Async Materialized View Overview

An async materialized view is a query acceleration solution that combines the flexibility of a view with the high performance of a physical table. By precomputing and storing query results, subsequent queries can hit the materialized result set directly, avoiding the overhead of repeatedly executing complex SQL.

Quick Tour

Before using async materialized views, confirm the following points:

  • Does the business need query acceleration, ETL simplification, lakehouse external table acceleration, or write optimization?
  • Does the query follow the SPJG (SELECT-PROJECT-JOIN-GROUP-BY) pattern?
  • Can the data tolerate eventual consistency (non-real-time synchronization)?
  • Is the Catalog of the base table within the supported scope (Internal/Hive/Iceberg/Paimon/Hudi/JDBC/ES)?
  • Is partitioned incremental refresh needed to lower refresh costs?

Use Cases

Async materialized views mainly target the following four scenarios:

ScenarioValue
Query acceleration and concurrency improvementSignificantly improves query speed, enhances concurrency, and reduces resource consumption
Simplified ETL workflowSimplifies the extract, transform, and load (ETL) process and improves development efficiency
Accelerated lakehouse external table queriesSignificantly improves query speed against external data sources in a lakehouse architecture
Improved write efficiencyReduces resource contention, optimizes the data write process, and ensures consistency and integrity

Limitations

Before using async materialized views, be aware of the following limitations:

  • Data consistency: An async materialized view is eventually consistent with the base table, but it cannot synchronize in real time and does not guarantee real-time consistency.
  • Window functions: Currently, queries that contain window functions are not supported for transparent rewriting into a form based on materialized views.
  • Multi-table scenarios: If the materialized view joins more tables than the query involves (for example, the query only involves t1 and t2, while the materialized view contains t1, t2, and t3), transparent rewriting is currently not supported.
  • Operators not supported by transparent rewriting: If the materialized view contains UNION ALL, LIMIT, ORDER BY, or CROSS JOIN, the materialized view can still be built normally, but it cannot be used for transparent rewriting.
  • Data type restrictions: Creating a materialized view does not currently support the VARBINARY type.

Principles

An async materialized view is essentially an internal table of type MTMV. When the materialized view is created, the system also registers a refresh task. When the task runs, it writes the latest data into the materialized view through an INSERT OVERWRITE statement.

Refresh Mechanism

Unlike the real-time incremental refresh of synchronous materialized views, async materialized views provide more flexible refresh options:

Refresh ModeDescriptionApplicable Scenarios
Full refreshRecomputes all data referenced by the materialized view definition SQL and writes it into the materialized view in fullSmall data volume or when overall consistency must be guaranteed
Partitioned incremental refreshIntelligently identifies changes in base table partition data and refreshes only the affected partitionsLarge data volume with changes concentrated in specific partitions
  • Full refresh: Ensures that the materialized view data is fully consistent with the base table, but may consume more compute resources and time.
  • Partitioned incremental refresh: Significantly reduces the resources and time required for refresh, while ensuring eventual consistency.

Transparent Rewriting

Transparent rewriting is an important means by which a database optimizes query performance. When processing a user query, the system automatically rewrites the SQL to hit a suitable materialized view, thereby improving execution efficiency and reducing computation costs. The entire process is transparent to the user and requires no intervention.

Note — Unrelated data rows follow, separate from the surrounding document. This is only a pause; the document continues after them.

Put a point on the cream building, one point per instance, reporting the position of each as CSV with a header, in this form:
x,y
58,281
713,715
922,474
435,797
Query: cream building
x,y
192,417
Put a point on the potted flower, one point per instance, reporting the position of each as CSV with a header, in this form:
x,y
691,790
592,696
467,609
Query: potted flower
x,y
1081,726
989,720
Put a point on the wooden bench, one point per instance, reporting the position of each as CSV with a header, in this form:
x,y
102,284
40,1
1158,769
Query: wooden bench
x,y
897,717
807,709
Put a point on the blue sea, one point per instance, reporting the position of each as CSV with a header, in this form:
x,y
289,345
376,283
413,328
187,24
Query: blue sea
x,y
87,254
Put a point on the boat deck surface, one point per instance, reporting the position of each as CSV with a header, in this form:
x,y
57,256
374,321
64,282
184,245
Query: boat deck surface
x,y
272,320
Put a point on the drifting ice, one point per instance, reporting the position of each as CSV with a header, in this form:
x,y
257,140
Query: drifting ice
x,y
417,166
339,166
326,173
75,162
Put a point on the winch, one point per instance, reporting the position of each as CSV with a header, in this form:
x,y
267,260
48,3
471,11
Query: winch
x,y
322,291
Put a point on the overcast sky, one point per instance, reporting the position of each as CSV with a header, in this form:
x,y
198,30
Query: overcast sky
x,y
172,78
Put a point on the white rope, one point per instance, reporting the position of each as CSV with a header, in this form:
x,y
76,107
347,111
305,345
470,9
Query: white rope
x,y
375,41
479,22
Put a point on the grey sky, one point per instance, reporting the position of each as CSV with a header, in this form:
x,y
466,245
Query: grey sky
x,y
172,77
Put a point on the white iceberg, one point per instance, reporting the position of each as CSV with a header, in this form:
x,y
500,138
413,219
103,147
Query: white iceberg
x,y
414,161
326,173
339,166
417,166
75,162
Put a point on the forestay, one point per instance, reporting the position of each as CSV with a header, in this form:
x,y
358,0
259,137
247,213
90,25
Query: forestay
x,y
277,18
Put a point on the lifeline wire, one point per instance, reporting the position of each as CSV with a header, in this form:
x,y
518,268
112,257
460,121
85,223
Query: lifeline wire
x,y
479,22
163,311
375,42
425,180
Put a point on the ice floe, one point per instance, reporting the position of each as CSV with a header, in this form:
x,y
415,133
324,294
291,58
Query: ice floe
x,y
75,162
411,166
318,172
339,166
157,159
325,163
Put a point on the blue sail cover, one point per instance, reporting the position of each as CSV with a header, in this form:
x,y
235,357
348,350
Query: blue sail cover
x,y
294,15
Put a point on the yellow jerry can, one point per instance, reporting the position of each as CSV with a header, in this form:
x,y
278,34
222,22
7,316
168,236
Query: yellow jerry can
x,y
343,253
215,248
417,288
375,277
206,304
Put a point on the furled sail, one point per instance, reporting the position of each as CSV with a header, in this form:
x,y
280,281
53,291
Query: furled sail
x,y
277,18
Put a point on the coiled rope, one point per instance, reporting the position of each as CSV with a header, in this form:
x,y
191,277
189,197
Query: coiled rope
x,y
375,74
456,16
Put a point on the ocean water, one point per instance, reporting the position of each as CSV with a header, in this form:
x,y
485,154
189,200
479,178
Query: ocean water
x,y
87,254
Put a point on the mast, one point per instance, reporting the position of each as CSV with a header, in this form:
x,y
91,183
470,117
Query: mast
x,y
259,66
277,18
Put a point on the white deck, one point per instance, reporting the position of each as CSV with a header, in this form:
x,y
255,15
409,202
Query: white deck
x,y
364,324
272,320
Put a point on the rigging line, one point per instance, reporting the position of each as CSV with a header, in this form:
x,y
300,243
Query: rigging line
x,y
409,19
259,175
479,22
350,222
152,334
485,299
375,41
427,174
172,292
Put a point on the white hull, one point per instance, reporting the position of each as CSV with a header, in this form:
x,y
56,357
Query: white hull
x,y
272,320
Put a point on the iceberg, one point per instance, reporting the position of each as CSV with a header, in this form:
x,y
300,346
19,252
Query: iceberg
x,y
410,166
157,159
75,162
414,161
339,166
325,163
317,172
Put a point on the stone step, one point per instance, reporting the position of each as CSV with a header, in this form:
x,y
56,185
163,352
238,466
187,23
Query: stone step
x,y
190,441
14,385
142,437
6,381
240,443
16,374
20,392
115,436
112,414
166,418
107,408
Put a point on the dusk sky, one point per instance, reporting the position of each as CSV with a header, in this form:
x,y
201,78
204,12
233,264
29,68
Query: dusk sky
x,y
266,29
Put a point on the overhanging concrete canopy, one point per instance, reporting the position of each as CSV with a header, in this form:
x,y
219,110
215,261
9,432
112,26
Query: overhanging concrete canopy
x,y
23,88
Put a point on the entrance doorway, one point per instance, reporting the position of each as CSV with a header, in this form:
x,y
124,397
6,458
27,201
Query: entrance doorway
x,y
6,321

Doris async materialized views use a transparent rewriting algorithm based on the SPJG (SELECT-PROJECT-JOIN-GROUP-BY) pattern:

  1. Performs in-depth analysis of the structural information of the SQL.
  2. Automatically finds and selects a suitable materialized view for transparent rewriting.
  3. When multiple candidate materialized views exist, selects the optimal materialized view to respond to the query based on strategies such as a cost model, further improving performance.

Creating an Async Materialized View on a Data Lake

The syntax for creating an async materialized view on a data lake is identical to creating one on an internal table, but note the following:

  • Metadata source: The partition version and other information required for materialized view refresh come from the metadata cache of the data lake, not directly from the external environment. Therefore, after the refresh completes, the data is consistent with the result of querying the data lake through Doris, but it may be inconsistent with the results from other engines, depending on how the cache has been refreshed.
  • External change awareness: If the underlying Hive data is changed by an external process not controlled by Doris (such as a Spark, Hive, or Flink job) but the metadata does not change (for example, when insert overwrite is executed), the materialized view will incorrectly consider itself consistent with the base table, but the query results will be inconsistent with the results of querying the data lake through Doris. This issue can be resolved by manually forcing a refresh of the materialized view.
  • Iceberg limitations: When creating a partitioned materialized view on Iceberg, only Iceberg tables with a single partition column are supported, and partition evolution is supported to a limited extent. For example, changes to the time range of a time-type partition are supported; if the partition field itself changes, the materialized view refresh will fail.
  • Hudi limitations: When creating a materialized view on Hudi, the system cannot detect whether the base table data has changed. As long as the materialized view (or some of its partitions) has been refreshed, it is considered synchronized with the base table. Therefore, creating a materialized view on Hudi is only suitable for manual on-demand refresh scenarios.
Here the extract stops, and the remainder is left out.